The TCGA cohort was divided into training and test sets. Patients in the training set were divided into high-expression and low-expression groups according to the median value of each histopathological imaging feature. Cox regression analysis was used to calculate the hazard ratio (HR) and the 95% confidence intervals of the overall survival (OS). Next, the Kaplan-Meier survival curve and the log-rank test were employed to estimate differences in survival outcomes between the two groups. p < 0.05 was considered as statistically significant.

Data pre-processing

The genomic features and transcriptomics were screened to lower the dimensionality of data, and the top 100 most common somatic mutations in the training set were selected. One hundred of the most differently expressed genes (DEGs) of the training set patients, including the long-term (OS ≥ 60 months) and short-term (OS of 1–12 months at death) survival group, were chosen for survival prediction.

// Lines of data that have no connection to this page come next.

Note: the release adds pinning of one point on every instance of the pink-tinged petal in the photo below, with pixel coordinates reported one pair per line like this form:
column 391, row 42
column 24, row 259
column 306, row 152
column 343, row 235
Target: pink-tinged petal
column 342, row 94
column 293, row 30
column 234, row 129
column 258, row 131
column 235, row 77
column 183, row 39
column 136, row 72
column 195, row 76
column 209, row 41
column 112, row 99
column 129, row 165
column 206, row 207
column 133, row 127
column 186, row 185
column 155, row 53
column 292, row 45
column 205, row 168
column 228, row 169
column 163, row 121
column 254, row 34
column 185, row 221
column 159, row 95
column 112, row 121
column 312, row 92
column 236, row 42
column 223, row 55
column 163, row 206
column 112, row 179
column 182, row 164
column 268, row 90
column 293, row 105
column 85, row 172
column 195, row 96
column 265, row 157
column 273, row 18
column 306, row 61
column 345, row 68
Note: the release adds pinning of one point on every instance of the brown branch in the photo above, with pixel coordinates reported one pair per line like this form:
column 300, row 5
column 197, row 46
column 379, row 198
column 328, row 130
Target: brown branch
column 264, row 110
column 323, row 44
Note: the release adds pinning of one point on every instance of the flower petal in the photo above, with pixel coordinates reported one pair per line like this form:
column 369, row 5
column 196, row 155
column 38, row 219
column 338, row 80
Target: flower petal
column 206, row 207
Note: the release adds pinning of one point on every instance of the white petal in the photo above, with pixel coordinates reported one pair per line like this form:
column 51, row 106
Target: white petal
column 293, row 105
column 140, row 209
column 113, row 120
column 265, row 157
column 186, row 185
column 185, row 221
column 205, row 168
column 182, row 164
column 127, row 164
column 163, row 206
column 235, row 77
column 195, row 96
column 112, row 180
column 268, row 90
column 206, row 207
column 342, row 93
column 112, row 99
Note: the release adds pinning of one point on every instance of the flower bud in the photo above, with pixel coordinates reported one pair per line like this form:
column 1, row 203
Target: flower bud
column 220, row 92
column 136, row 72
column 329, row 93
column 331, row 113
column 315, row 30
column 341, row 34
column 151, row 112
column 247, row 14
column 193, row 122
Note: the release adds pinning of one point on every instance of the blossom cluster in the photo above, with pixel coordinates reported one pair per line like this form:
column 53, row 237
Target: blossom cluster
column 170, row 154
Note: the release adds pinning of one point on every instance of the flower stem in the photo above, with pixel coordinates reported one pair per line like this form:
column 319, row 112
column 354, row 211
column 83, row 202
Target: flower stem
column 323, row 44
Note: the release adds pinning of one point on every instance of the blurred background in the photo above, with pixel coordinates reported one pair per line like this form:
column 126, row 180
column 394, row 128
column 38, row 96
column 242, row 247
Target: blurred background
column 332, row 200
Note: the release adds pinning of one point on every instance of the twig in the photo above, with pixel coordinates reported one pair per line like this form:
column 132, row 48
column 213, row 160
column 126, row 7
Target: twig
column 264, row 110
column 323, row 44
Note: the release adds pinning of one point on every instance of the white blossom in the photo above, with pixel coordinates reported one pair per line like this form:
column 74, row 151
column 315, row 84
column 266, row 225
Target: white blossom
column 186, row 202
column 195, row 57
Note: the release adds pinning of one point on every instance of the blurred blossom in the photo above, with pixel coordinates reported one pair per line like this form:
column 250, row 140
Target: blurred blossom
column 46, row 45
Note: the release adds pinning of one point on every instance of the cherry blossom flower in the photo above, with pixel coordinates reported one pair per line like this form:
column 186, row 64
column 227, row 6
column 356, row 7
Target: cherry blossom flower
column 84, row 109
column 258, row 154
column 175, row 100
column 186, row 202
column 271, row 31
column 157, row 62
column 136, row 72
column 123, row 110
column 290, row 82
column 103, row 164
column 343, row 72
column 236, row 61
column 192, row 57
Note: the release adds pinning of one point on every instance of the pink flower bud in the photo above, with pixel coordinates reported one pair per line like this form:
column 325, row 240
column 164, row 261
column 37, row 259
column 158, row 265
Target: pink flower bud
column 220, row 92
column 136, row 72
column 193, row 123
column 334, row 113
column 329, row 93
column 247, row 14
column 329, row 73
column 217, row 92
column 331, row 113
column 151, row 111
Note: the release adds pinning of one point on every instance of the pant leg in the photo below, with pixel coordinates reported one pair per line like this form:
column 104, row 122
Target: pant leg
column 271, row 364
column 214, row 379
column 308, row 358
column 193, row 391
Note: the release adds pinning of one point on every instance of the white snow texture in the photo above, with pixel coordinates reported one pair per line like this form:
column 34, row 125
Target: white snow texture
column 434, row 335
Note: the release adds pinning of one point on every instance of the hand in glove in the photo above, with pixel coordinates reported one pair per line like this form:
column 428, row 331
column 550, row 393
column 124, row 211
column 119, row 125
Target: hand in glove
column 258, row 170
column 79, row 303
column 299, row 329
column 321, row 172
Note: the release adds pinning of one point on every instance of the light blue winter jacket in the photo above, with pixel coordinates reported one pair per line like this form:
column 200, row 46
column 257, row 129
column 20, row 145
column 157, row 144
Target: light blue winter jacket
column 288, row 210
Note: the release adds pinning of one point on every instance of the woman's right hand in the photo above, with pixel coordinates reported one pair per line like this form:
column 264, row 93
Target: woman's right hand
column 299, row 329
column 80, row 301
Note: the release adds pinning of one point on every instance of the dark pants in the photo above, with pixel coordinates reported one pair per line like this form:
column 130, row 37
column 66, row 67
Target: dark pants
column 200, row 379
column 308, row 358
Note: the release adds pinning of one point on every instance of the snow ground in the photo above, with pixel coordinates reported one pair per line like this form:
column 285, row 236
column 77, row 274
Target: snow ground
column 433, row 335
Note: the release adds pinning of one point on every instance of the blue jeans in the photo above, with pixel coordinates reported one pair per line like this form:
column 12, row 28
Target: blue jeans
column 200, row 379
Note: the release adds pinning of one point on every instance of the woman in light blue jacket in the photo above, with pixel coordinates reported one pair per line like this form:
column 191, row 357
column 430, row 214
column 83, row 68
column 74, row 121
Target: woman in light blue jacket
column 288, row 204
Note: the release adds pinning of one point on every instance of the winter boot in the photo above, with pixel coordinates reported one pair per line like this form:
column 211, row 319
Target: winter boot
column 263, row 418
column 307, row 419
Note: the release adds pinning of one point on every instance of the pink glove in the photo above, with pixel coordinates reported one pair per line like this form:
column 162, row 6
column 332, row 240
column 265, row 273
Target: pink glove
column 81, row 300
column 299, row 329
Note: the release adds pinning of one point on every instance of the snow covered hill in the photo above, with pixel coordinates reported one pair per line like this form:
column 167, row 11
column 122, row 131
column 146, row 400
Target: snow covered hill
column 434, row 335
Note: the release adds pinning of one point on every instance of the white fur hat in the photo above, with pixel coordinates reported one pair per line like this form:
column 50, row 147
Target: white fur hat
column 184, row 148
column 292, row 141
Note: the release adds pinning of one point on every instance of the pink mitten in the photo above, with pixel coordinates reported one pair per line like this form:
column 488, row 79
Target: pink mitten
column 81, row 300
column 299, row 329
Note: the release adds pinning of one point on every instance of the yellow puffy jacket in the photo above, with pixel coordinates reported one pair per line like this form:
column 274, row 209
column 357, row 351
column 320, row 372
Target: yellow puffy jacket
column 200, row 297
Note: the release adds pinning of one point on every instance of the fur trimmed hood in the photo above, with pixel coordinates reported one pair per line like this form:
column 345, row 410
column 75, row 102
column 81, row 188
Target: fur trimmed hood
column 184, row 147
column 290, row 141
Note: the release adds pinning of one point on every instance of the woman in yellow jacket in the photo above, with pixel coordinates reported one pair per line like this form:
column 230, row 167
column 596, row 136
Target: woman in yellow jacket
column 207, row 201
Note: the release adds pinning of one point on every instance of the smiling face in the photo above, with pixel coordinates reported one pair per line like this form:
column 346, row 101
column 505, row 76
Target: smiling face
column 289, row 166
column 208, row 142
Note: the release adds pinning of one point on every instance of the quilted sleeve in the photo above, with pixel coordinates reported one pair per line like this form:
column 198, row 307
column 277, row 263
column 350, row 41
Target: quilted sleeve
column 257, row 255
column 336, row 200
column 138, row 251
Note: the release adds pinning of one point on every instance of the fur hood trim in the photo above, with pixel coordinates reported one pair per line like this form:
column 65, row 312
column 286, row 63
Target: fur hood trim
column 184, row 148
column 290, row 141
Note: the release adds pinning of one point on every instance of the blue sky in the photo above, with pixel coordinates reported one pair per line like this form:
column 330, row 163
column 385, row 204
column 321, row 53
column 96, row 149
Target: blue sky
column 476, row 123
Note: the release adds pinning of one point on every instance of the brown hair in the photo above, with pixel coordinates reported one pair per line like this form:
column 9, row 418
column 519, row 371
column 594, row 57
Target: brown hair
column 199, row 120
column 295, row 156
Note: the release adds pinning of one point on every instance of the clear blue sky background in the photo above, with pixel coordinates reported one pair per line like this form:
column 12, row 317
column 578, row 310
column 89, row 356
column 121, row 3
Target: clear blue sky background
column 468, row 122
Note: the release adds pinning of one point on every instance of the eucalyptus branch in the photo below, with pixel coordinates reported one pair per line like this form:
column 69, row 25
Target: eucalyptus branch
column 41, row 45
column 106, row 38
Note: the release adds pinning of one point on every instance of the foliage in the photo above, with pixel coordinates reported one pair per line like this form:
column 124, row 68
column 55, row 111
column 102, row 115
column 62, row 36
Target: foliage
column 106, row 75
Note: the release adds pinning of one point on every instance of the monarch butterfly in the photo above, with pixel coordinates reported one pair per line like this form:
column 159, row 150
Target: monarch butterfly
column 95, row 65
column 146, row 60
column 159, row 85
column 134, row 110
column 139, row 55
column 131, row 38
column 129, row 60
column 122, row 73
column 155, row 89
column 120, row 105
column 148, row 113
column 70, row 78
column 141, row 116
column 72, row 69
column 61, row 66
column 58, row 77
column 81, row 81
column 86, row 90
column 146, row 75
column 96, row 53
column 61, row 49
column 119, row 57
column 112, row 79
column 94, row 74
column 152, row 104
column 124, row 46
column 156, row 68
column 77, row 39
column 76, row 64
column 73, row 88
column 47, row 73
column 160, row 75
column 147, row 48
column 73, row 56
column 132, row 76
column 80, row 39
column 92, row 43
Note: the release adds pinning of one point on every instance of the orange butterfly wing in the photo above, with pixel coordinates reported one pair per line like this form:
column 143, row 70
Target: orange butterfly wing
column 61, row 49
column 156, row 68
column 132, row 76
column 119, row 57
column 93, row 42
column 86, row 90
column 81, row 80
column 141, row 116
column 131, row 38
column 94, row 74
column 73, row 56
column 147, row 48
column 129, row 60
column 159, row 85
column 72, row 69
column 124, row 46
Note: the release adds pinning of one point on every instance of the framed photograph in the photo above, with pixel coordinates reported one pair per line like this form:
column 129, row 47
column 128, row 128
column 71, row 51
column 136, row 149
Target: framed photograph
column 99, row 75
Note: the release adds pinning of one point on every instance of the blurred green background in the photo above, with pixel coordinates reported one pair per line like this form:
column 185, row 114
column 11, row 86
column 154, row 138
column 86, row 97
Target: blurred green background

Survival model development

The usefulness of different combinations of features, like single features (HIF, genomics, transcriptomics, proteomics) and the combination of two types of features (HIF + genomics, HIF + transcriptomics, HIF + proteomics, HIF + omics), in the prognostic model was evaluated and compared. Based on the HIF and genomic data, random survival forest (RSF) models were trained with five-fold cross-validation in the training set via the R randomForestSRC package to establish prognostic models. Moreover, patients were divided into high-risk and low-risk groups according to the median risk score estimated from the models. A time-dependent ROC curve was plotted to display the predictive capability of our prognostic model. Thereafter, the Kaplan-Meier method and log-rank test were applied to evaluate the survival difference between the two risk groups. Furthermore, to yield an in-depth understanding of the net clinical benefit of the models, decision curve analysis (DCA) was conducted with the threshold probabilities of each model based on a 5-year OS by the R “DCA” package.

Results

Mutations and molecular subtypes prediction

Comparisons over different machine learning methods were performed on a 4 × 8 cross-test basis using four algorithms (GBDT, LASSO, RF, and XGBoost) for feature selection and eight algorithms (RF, GBDT, ADABAG, LR, NB, SVM, DT, and KNN) to build classifiers. The most outstanding performance was rendered by our RF model despite the feature engineering process (Fig. 2A). Among 32 different combinations of possible classifiers, the performance of the RF model always peaked in the predicting process and also stood out among all feature filters, followed by XGBoost and GBDT. More specifically, the RF models accurately predicted common gene aberrations in EC, as reflected by their relatively high AUCs: CN-high (AUC = 0.826), CN-low (AUC = 0.882), MSI (AUC = 0.773), and PLOE (AUC = 0.754), and molecular mutations: CTNNB1 (AUC = 0.844), PIK3CA (AUC = 0.793), PIK3R1 (AUC = 0.773), PTEN l (AUC = 0.776) (Table S2). The results signaled that the HIF of EC could potentially be applied for predicting the molecular features and molecular subtypes of EC by statistical learning.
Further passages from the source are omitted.